Tuesday, January 13, 2015

White House Press Secretary Josh Earnest: President Obama will challenge media to stop anti-jihad reports

Obama-Big-brother"The future must not belong to those who slander the prophet of Islam." Barack Obama September 2012 UN speech.

“As a student of history, I also know civilization’s debt to Islam. It was Islam — at places like Al-Azhar [seminary] — that carried the light of learning through so many centuries, paving the way for Europe’s Renaissance and Enlightenment.

"I also know that Islam has always been a part of America’s story.” Barack Obama 2009 Cairo speech.

On Tuesday, White House Press Secretary Josh Earnest defended President Obama's past remarks about Islam. Earnest was especially defensive of President Obama's remarks critical of media outlets or anyone for that matter speaking out against radical Islam.

“The President will not now be shy about expressing a view or taking the steps that are necessary to try to advocate for the safety and security of our men and women in uniform” whenever journalists’ work may provoke jihadist attacks.

"There was a genuine concern that the publication of some of those materials could put Americans abroad at risk, including American soldiers at risk.

”I will say that there have been occasions where the administration will make clear our point of view on some of those assessments based on the need to protect the American people and to protect our men and women in uniform.

“I wouldn’t rule out making those kinds of expressions again.

“That is something that the Commander in Chief takes very seriously.

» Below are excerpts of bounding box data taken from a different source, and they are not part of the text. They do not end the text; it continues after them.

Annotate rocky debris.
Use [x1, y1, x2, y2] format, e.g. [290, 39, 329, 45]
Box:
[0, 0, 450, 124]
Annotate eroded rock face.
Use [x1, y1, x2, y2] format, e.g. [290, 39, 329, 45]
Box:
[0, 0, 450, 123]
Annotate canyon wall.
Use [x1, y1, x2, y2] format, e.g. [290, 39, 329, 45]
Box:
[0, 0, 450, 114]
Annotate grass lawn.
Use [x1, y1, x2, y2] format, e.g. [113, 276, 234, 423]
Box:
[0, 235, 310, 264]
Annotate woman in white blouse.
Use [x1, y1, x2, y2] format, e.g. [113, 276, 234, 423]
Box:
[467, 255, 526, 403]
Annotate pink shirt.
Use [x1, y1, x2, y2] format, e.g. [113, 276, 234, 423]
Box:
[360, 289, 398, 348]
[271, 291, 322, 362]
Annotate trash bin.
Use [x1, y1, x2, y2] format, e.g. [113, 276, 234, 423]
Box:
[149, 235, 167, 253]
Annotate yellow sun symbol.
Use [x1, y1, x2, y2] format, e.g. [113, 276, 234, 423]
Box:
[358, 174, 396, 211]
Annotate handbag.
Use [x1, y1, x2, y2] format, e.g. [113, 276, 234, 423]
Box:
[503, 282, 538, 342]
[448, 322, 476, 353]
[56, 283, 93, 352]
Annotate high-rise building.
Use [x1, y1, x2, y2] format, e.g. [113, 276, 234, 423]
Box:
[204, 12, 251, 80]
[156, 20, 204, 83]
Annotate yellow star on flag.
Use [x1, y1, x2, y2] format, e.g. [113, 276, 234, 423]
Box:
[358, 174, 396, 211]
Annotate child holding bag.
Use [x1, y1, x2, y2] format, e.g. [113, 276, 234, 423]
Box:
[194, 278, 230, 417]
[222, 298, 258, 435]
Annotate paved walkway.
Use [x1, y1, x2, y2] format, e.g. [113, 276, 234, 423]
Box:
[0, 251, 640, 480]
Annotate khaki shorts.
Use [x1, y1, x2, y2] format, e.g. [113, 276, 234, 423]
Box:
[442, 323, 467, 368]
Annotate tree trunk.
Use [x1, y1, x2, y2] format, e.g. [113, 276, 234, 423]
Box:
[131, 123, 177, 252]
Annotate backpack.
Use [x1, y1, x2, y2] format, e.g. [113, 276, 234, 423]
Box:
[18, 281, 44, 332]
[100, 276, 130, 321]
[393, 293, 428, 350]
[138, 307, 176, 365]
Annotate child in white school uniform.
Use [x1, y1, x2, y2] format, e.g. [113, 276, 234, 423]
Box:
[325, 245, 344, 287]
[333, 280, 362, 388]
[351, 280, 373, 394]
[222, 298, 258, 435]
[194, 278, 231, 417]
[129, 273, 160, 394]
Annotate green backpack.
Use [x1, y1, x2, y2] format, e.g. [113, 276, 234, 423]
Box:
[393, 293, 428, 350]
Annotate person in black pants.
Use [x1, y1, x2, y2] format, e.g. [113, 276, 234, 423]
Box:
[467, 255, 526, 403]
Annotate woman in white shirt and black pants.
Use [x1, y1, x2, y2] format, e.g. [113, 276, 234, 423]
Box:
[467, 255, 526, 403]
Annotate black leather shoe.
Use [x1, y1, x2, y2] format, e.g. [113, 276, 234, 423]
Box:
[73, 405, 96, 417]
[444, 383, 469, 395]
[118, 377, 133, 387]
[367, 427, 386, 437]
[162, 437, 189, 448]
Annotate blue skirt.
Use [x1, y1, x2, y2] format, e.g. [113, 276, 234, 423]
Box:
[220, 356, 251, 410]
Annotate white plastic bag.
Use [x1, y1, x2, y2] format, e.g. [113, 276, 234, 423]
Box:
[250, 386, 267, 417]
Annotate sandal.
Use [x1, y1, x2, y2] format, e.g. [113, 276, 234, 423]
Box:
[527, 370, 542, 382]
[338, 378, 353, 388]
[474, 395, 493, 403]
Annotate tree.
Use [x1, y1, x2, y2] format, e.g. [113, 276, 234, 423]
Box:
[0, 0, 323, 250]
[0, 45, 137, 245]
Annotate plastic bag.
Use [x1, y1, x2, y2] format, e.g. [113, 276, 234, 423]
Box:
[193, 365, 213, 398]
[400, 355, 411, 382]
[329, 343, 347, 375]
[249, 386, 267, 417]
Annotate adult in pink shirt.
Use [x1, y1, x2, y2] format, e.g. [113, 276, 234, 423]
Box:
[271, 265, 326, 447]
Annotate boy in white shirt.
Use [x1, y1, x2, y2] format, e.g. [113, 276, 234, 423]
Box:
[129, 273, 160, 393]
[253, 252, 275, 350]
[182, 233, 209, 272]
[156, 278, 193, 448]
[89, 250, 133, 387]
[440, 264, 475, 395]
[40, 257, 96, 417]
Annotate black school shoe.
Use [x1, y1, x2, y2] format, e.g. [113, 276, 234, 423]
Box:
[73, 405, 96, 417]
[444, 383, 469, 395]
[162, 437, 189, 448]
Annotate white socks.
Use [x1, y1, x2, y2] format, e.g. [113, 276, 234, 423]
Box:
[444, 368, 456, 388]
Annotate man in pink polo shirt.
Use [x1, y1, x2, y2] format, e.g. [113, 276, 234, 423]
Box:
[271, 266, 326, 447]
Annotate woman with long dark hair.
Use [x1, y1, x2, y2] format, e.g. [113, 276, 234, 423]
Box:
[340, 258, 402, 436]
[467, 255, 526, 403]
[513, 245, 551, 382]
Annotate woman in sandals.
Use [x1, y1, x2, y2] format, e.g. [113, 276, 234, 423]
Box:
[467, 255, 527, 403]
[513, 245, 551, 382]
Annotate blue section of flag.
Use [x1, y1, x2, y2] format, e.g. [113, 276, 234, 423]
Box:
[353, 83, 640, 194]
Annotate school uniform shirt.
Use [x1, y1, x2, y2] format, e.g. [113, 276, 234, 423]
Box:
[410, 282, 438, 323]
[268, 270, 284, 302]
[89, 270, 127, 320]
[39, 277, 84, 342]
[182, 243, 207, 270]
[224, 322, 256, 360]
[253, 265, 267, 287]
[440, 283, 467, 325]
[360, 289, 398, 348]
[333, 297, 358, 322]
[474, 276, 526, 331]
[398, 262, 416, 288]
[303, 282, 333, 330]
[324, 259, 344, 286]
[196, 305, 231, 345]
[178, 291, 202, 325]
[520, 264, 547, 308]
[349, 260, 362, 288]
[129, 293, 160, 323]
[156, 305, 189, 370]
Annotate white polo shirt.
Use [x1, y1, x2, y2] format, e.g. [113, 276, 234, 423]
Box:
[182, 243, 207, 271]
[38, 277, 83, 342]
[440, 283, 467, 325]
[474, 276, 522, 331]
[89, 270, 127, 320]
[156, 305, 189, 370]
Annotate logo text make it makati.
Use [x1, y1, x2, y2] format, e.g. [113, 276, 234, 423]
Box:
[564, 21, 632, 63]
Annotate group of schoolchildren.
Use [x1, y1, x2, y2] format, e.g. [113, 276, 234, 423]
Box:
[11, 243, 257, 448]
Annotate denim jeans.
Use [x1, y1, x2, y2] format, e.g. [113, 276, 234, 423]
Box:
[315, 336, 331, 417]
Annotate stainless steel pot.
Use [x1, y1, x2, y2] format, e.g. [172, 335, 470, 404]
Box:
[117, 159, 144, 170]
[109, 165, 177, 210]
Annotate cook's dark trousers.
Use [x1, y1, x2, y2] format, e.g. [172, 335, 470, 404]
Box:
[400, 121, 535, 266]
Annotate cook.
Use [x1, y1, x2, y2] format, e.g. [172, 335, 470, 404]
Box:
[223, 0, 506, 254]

The President and his spokesman was not then and will not now be shy about expressing a view or taking the steps that are necessary to try to advocate for the safety and security of our men and women in uniform.

”What won’t change is our view that freedom of expression in no way justifies an act of violence against the person who expressed a view. And the President considers the safety and security of our men and women in uniform to be something worth fighting for.

“I think that there are any number of reasons that media organizations have made a decision not to reprint the cartoons” after the January attack. In some cases, maybe they were concerned about their physical safety. In other cases, they were exercising some judgment in a different way. So we certainly would leave it to media organizations to make a decision like this.

"What I’m saying is that individual news organizations have to assess that risk for themselves. I think the point in the mind of the President and certainly everybody here at the White House is that is a question that should be answered by journalists.

“I’m confident in saying that for the vast majority of media organizations, that [fear is] not the only factor. But I would readily concede that it is one in the minds of many of those news executives. But again, that is a decision for all of them to make,” Earnest said.